The House of Commons Education and Skills Committee called for the ‘quality of the contribution made by KPMG to be examined by the chief audit watchdog, the NAO, as part of its continuing investigation into the causes of the fiasco.
The firm was contacted for comment, but could not be reached.
On Wednesday the committee released it report, which concluded by saying there were ‘serious failings by the Department for Education and Skills in the preparation and running of the ILA scheme’.
In November 2001, the government closed the scheme amid allegations of widespread fraud and abuse. Following the disclosure that one training provider had been offered the details of almost 1000 accounts, the scheme was withdrawn. Unscrupulous providers could have used these details to draw up to £200 from the accounts.
By the time it was closed, the programme was overspent by £66.9m and almost 6000 complaints have been received alleging that accounts had been emptied.

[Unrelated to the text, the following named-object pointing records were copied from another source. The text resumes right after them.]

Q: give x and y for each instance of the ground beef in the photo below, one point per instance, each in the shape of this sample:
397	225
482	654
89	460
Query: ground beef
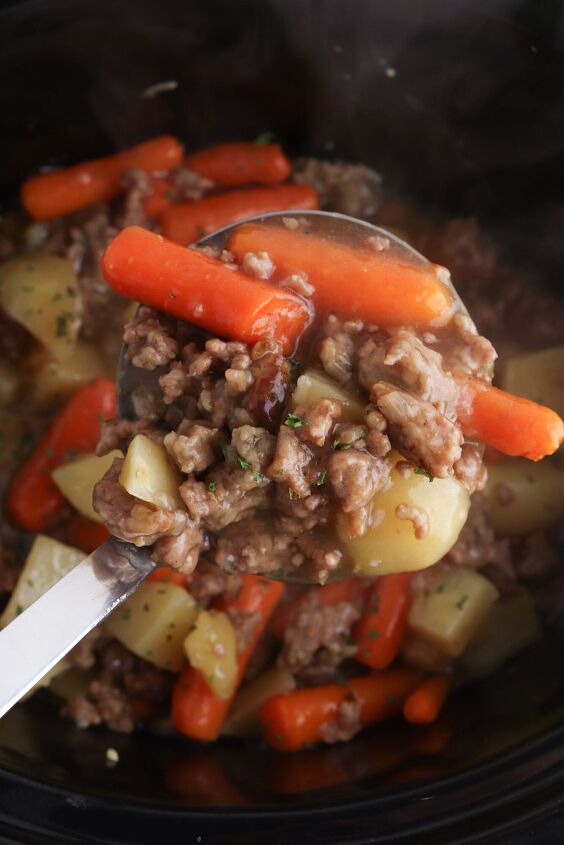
478	546
336	356
317	638
193	450
129	518
470	469
352	189
209	582
345	724
356	477
181	551
138	186
148	338
418	430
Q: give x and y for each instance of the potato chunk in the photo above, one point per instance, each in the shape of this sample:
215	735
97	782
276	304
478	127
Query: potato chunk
42	294
154	621
313	386
524	496
212	649
76	480
47	562
391	545
53	381
149	474
510	626
450	610
538	376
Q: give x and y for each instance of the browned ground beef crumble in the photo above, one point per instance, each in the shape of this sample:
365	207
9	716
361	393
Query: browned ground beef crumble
258	494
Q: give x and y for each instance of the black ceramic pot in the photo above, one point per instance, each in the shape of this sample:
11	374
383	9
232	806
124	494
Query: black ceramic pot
458	103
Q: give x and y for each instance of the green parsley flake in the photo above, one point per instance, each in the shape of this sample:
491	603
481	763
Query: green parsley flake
293	421
321	478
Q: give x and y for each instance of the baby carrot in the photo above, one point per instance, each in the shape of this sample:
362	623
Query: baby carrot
426	701
380	632
295	719
511	424
241	163
185	282
61	192
196	711
85	534
186	222
34	501
353	284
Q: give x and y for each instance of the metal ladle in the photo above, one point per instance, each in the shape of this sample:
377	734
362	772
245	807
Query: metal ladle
35	641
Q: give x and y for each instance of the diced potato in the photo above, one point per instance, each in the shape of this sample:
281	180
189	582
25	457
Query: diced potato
243	715
538	376
391	545
47	562
510	626
41	293
212	649
524	496
450	610
154	621
312	386
150	475
53	381
423	655
76	480
10	383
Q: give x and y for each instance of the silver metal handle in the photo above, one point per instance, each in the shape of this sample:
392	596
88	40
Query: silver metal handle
40	636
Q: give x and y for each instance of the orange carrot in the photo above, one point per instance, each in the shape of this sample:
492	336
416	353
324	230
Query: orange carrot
61	192
85	534
168	575
362	285
34	501
426	701
163	194
196	711
349	590
380	632
295	719
186	222
241	163
185	282
511	424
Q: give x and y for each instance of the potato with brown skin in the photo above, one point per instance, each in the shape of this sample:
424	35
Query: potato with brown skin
415	521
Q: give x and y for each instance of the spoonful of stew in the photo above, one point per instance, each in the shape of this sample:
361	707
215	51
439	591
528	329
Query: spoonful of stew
301	396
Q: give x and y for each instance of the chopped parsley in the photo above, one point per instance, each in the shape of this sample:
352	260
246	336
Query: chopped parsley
338	445
294	421
419	471
321	478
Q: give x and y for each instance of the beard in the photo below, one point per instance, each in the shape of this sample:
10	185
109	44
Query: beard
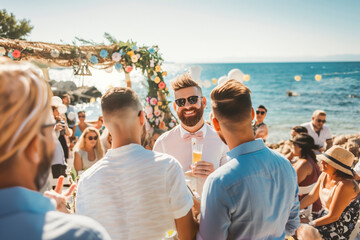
191	121
43	170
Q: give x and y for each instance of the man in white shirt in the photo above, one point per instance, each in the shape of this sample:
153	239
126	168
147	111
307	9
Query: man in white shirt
189	105
135	193
319	131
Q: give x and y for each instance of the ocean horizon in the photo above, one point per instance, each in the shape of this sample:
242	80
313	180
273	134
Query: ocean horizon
337	93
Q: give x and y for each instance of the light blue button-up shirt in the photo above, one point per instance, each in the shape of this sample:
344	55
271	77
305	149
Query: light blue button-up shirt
253	196
25	214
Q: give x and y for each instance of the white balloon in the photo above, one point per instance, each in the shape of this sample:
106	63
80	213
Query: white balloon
71	116
56	101
62	109
222	80
236	74
195	72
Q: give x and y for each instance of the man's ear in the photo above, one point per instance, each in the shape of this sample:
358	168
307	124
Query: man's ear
33	149
216	124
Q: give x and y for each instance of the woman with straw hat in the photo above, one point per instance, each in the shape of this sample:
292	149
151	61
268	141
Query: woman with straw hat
338	193
307	169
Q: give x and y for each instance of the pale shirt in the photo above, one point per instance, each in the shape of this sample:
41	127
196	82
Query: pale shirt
134	193
253	196
325	134
26	214
173	143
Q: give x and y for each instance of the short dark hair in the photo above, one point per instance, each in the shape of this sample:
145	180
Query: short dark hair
231	100
184	81
118	98
300	129
263	107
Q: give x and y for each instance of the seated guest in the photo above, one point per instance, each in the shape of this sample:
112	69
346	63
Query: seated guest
260	128
88	149
255	194
80	127
27	145
307	169
142	194
338	193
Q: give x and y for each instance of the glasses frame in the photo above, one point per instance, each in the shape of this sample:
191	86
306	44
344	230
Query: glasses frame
180	102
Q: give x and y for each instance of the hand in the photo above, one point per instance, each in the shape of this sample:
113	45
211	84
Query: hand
202	169
59	197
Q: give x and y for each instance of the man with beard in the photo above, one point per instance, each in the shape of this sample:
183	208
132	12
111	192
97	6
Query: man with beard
255	195
26	145
189	105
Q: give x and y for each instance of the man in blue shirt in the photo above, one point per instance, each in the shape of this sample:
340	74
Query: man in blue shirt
27	144
254	195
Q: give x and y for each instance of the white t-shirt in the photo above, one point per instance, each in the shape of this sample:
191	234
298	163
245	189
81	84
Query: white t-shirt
134	193
320	140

The DfES was castigated for its failure to learn from previous experience in setting up similar schemes, or to make firmer security provisions with outsourcing partner Capita. The contract for the scheme was worth almost £55m over a five-year period.
Capita also came in for criticism for failing to use its expertise to warn the department about the dangers of fraud.
Copies of the contract between Capita and the DfES, have been seen exclusively by VNU News Net. The contract required that Capita ensured individuals were able to access their own accounts, ‘in such a way that only they will have access to the information’.